Brad Knott has represented North Carolina's 13th District since January 2025. He's new to Washington, but his first year already shows whose side he's on. Here are 3 things voters in the Research Triangle should know.
He's funded by corporate giants, not working families
Knott represents a district full of working families in the Research Triangle. So who pays for his campaign? Look at his top donors:
- Blackstone Group
- Accenture
- Walmart
- Home Depot
- Deloitte
These are some of the largest corporations on Earth. When the people writing your representative's checks are giant Wall Street firms and big-box chains, it's a safe bet they're the ones he answers to — not the family down the street trying to make ends meet.
He shrugged while DOGE gutted his own district's economy
Knott's district took one of the hardest hits in the entire country when Elon Musk's DOGE took a chainsaw to the federal government — and Knott went right along with it, aligning himself with the DOGE agenda.
The damage to the Research Triangle was massive:
- Research Triangle Park was the hardest-hit congressional district in the country, losing 186 federal grants.
- RTI International — a major research employer in the Triangle — lost about $1 billion in contracts and laid off one-third of its workforce.
- UNC-Chapel Hill lost $38.4 million in federal grants, and Duke University lost more than $135 million.
All told, North Carolina lost at least $714 million to DOGE cuts. These were jobs and research dollars in Knott's own backyard. He had a chance to fight for them.

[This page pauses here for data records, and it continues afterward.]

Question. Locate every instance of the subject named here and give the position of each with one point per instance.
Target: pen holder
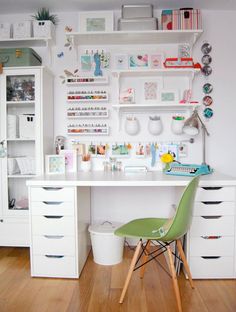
(155, 125)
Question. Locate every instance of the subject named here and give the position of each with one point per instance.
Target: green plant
(44, 15)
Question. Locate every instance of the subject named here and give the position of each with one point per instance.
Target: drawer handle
(210, 257)
(211, 237)
(212, 202)
(211, 217)
(52, 203)
(213, 188)
(52, 188)
(54, 236)
(53, 217)
(54, 256)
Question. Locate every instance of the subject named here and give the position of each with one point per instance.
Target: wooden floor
(99, 288)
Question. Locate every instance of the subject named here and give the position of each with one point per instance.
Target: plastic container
(107, 247)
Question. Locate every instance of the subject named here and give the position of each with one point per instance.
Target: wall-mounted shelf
(135, 37)
(82, 81)
(182, 72)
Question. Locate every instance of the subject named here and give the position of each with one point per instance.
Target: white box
(5, 30)
(22, 29)
(43, 29)
(27, 126)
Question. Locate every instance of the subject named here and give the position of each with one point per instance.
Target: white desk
(59, 237)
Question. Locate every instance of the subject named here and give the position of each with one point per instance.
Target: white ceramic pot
(177, 125)
(155, 125)
(131, 126)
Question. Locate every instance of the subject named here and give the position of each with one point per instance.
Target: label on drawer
(52, 194)
(226, 193)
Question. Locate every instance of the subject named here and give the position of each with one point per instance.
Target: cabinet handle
(53, 217)
(54, 236)
(52, 188)
(54, 256)
(212, 188)
(211, 217)
(52, 203)
(212, 202)
(211, 237)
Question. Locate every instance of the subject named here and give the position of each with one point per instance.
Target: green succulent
(44, 15)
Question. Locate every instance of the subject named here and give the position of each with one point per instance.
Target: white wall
(221, 148)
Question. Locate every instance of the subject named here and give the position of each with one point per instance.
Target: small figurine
(97, 71)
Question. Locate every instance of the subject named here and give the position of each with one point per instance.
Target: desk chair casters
(164, 232)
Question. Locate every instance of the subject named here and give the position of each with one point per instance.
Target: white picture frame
(55, 164)
(169, 95)
(70, 160)
(92, 21)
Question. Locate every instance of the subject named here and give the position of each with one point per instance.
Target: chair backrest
(179, 224)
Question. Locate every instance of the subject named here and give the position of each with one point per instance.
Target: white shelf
(20, 103)
(135, 37)
(190, 72)
(25, 42)
(82, 81)
(20, 139)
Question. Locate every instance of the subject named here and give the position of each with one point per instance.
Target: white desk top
(100, 178)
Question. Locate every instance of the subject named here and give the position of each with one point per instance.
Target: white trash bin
(107, 247)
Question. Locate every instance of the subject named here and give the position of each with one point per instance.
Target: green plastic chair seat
(147, 228)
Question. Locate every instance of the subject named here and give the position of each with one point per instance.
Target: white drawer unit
(211, 238)
(59, 219)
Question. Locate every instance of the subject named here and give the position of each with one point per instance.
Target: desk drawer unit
(211, 238)
(53, 232)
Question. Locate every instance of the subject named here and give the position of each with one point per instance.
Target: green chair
(164, 231)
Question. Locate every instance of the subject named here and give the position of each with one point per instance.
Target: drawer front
(215, 246)
(53, 244)
(54, 266)
(53, 225)
(222, 267)
(214, 208)
(52, 194)
(52, 208)
(223, 226)
(226, 193)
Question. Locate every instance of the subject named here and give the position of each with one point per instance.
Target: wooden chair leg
(174, 279)
(186, 266)
(131, 268)
(144, 259)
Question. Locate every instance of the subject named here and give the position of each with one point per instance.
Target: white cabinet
(211, 238)
(59, 219)
(26, 95)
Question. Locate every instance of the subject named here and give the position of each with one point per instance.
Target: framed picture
(151, 89)
(169, 95)
(121, 61)
(55, 164)
(156, 61)
(70, 160)
(96, 21)
(138, 61)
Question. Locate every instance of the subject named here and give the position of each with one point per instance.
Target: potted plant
(44, 23)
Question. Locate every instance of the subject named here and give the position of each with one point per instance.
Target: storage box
(22, 29)
(138, 24)
(27, 126)
(10, 57)
(5, 30)
(43, 29)
(166, 19)
(136, 10)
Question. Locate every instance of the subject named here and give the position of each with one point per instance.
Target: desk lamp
(192, 127)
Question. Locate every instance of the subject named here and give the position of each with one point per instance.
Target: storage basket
(5, 30)
(27, 126)
(22, 29)
(43, 29)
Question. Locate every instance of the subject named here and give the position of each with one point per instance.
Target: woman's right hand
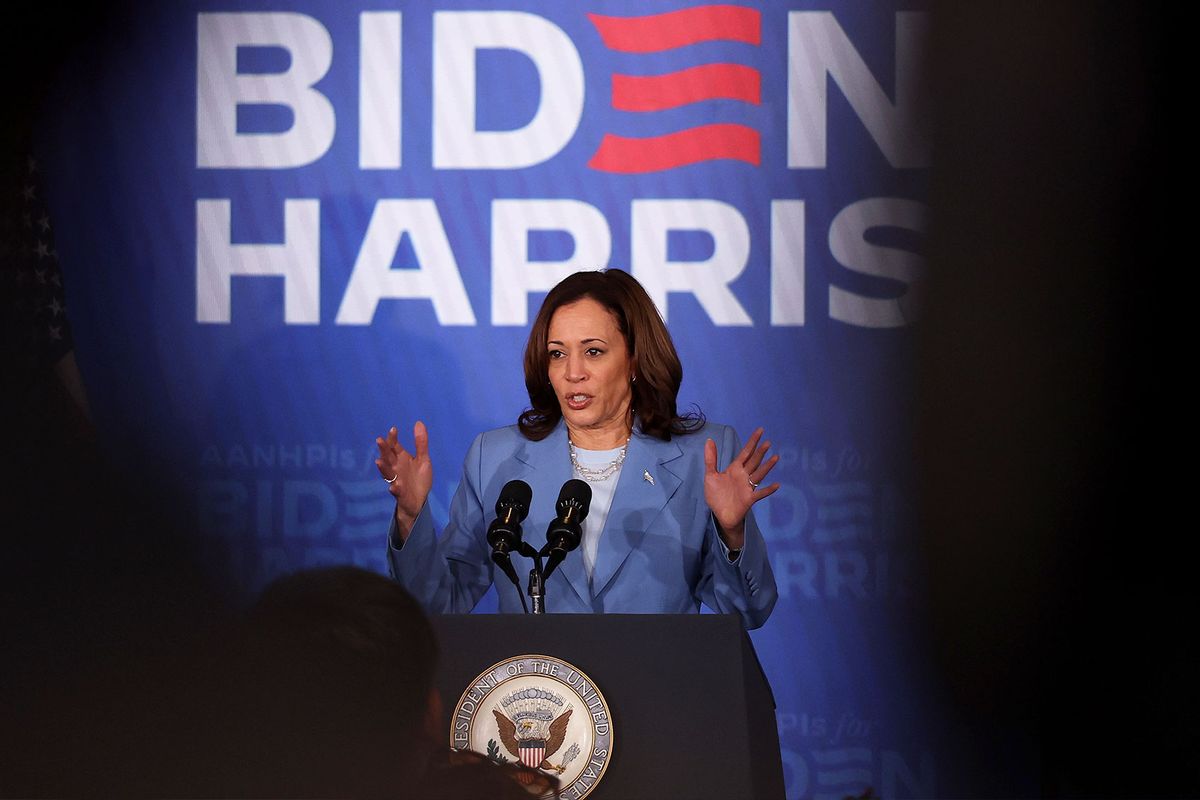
(409, 476)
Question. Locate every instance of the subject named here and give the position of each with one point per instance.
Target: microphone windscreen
(516, 495)
(575, 493)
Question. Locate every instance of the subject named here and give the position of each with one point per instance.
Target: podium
(693, 715)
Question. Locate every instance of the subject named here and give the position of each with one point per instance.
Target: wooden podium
(693, 715)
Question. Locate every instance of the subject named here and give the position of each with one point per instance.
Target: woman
(670, 524)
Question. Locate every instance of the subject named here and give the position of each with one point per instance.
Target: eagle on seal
(526, 743)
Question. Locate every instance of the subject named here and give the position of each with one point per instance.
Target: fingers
(421, 439)
(761, 473)
(709, 456)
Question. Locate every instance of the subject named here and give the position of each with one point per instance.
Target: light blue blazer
(659, 552)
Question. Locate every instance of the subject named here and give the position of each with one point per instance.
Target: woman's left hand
(731, 493)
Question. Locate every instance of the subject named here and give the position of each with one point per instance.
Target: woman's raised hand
(409, 475)
(731, 493)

He cheered the cuts instead.
He cheered on a masked, out-of-control ICE
We should all be able to live our lives without fear that law enforcement will turn on us. But ICE has become a secret police force, with masked agents grabbing people off the street, hauling them away from court hearings, and — in two separate cases in early 2026 — killing U.S. citizens.
Brad Knott's response wasn't to demand accountability. He bragged about voting to restore and expand ICE funding — pouring more money into the very agency that's terrorizing communities. A solid majority of Americans disapprove of how ICE operates. Knott wants to give it more.
Whose side is Brad Knott on?
A donor list full of corporate giants, a shrug while his district's economy got gutted, and a cheer for a police force that's killing citizens. Different issues, same instinct — and even in just his first year, the pattern is already set. Before you vote in 2026, it's worth knowing whose side Brad Knott is actually on. It hasn't been the Research Triangle's.